Du 22 nivôse, l'an 11 de la République française.

Il se répand une nouvelle qui fait beaucoup de plaisir au commerce et au public en général; c'est qu'il va paraître, dans quelques jours, à Paris, une nouvelle taxe des denrées et des marchandises d'après la loi du maximum. Cette nouvelle taxe, sollicitée depuis longtemps, est infiniment désirée. Il n'est pas douteux que, si elle est faite sur des bases solides et bien calculées, elle ne produise un très grand bien dans la République et particulièrement dans cette grande commune. Le producteur reprendra ses travaux, le fabricant ne craindra plus de vendre, le marchand d'acheter et de revendre, et le consommateur, instruit, par une triste expérience que, quand on met les marchandises au-dessous de leur valeur, on en arrête infailliblement le cours et on en cause la disette, se félicitera de ne plus éprouver la privation pénible où il a été des choses les plus usuelles et les plus nécessaires.
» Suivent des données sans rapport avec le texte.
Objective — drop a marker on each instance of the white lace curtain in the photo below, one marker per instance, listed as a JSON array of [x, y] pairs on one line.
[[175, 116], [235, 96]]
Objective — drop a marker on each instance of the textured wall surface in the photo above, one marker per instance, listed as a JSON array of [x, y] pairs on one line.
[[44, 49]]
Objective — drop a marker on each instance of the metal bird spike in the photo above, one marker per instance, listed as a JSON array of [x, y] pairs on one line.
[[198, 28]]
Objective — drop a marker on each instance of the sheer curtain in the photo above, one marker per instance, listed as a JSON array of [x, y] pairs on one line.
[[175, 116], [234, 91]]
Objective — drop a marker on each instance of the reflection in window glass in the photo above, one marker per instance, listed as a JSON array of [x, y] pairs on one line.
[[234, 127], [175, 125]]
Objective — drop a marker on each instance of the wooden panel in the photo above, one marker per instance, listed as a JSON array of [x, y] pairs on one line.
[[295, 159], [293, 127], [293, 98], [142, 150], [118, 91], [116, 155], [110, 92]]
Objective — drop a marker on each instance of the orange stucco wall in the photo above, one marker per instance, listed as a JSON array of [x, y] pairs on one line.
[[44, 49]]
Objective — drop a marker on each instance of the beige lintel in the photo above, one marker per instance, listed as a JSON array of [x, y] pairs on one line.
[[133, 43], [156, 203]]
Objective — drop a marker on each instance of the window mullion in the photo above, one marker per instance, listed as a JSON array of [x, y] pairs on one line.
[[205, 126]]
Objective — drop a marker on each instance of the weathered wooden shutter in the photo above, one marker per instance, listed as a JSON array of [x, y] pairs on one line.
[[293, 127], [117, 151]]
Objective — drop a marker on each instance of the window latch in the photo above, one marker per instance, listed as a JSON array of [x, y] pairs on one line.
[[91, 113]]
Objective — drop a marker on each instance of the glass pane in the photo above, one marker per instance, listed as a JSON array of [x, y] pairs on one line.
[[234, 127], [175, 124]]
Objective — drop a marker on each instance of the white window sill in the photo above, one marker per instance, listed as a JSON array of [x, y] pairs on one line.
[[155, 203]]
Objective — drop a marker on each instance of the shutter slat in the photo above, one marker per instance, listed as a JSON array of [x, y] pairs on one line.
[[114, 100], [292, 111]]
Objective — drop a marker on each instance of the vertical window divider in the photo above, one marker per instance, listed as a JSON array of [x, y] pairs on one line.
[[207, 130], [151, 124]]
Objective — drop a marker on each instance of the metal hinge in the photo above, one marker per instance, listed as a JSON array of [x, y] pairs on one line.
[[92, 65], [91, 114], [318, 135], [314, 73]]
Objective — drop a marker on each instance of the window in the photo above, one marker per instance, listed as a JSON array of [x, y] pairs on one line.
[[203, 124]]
La circulation renaîtra, les communications interceptées se rouvriront, le commerce languissant se ranimera, et les approvisionnements deviendront plus nombreux et plus faciles. J'aurai moi-même à me féliciter d'un changement aussi heureux. Je n'ai cessé, depuis la publication de la loi du maximum, de représenter les inconvénients graves et multipliés qui résultaient de la taxe faite à Paris d'après cette loi, et d'en solliciter la revision pour en former une nouvelle sur des bases plus justes. J'aurai coopéré au succès de cette mesure; ce sera une grande satisfaction pour moi; il n'en est pas de plus douce pour un vrai républicain que celle que produit le sentiment d'avoir contribué par ses travaux au bonheur de la République.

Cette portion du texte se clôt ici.